Haslam immediately accepted the offer of a teaching appointment with his old school Scotch College.
Many of the school's pupils transferred to Pulteney Grammar School.

==Notable students==
Arguably the best-known names among past students were Sir Ross and Keith Smith, but the school had seven or eight Rhodes Scholars including Reginald J. Rudall and Dr. W. Ray, and a surprising number of prominent medical men including Dr Thorold Grant, whose dermatitis case made headline news in 1933, and the leading London ENT specialist F. F. Muecke who married Ada Crossley.

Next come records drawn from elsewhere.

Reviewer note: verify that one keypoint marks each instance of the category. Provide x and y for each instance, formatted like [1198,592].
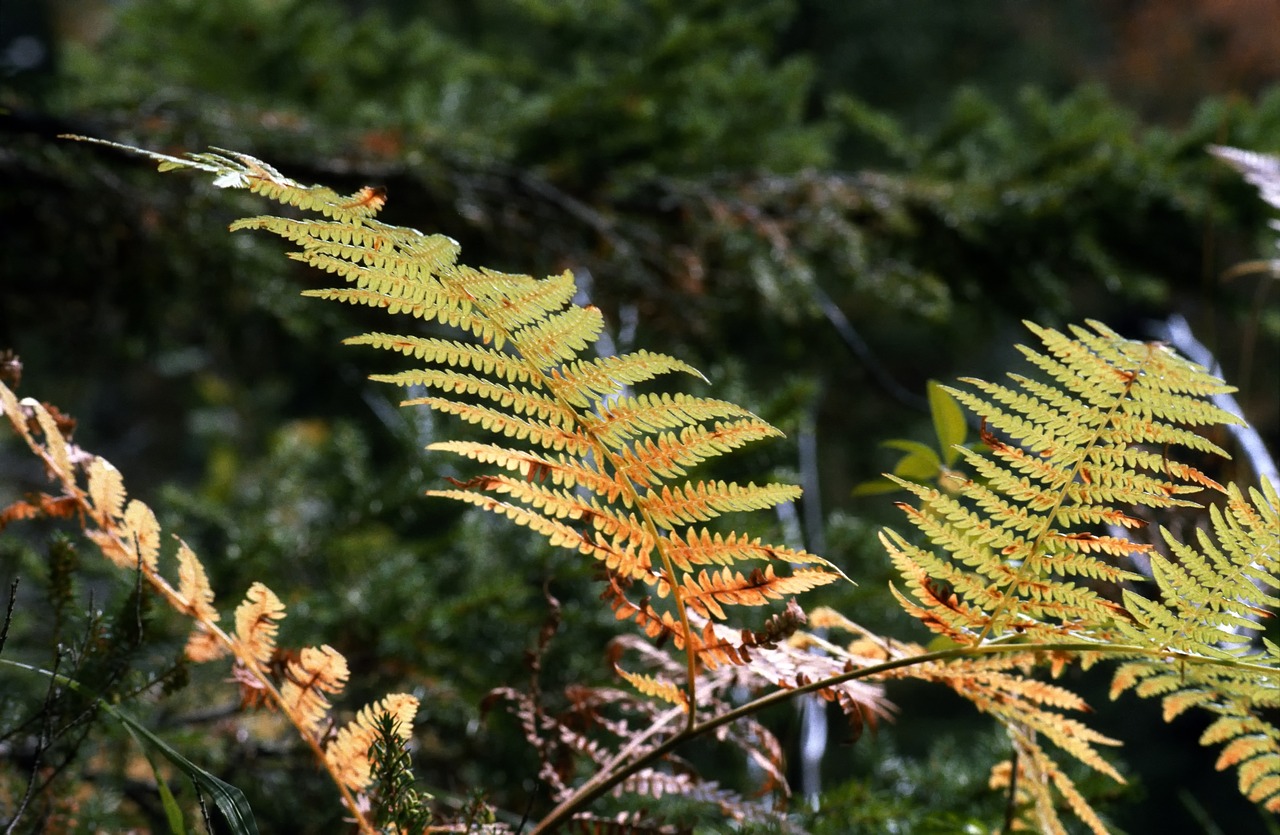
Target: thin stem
[603,780]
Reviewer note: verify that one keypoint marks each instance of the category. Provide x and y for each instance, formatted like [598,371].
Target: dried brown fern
[1023,553]
[129,537]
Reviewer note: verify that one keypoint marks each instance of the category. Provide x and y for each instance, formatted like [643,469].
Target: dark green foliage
[978,213]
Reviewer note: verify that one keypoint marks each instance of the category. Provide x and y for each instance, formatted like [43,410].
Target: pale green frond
[654,460]
[558,337]
[483,359]
[702,547]
[519,400]
[624,418]
[498,421]
[534,302]
[703,501]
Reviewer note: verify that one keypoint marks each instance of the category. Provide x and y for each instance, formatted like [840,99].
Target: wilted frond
[1212,599]
[1019,555]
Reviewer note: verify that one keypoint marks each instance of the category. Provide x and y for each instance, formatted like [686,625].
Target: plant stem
[606,779]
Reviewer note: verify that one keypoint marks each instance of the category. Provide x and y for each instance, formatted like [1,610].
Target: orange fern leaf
[348,753]
[256,624]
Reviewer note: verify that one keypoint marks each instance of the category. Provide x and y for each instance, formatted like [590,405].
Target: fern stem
[604,780]
[182,605]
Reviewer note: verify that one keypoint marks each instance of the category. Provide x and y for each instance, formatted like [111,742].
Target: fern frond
[621,419]
[649,685]
[256,624]
[128,534]
[1211,599]
[348,754]
[704,501]
[708,591]
[1020,557]
[315,672]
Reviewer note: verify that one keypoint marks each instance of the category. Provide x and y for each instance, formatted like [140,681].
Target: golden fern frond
[256,624]
[524,377]
[1212,599]
[1000,685]
[348,753]
[1041,788]
[708,591]
[315,672]
[1019,556]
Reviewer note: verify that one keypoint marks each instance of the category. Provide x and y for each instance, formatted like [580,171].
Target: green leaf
[949,421]
[876,487]
[172,811]
[229,799]
[918,466]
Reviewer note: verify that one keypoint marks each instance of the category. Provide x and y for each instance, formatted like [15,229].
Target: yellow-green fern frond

Other notable students included Lawrence Bragg, (Note: Like many students listed here including Muecke, Bragg attended Queen's School for a year or two before enrolling with St Peter's College. Bragg was at Queen's in 1900; SPC 1901–1905.) Cecil Hackett, Elton Mayo and his brother Herbert Mayo, Victor Marra Newland, Grenfell Price, Walter Parsons, Reginald Rudall and Arthur Rymill

In the Great War of 1914–1918, around 200 "old boys" enlisted, 34 losing their lives.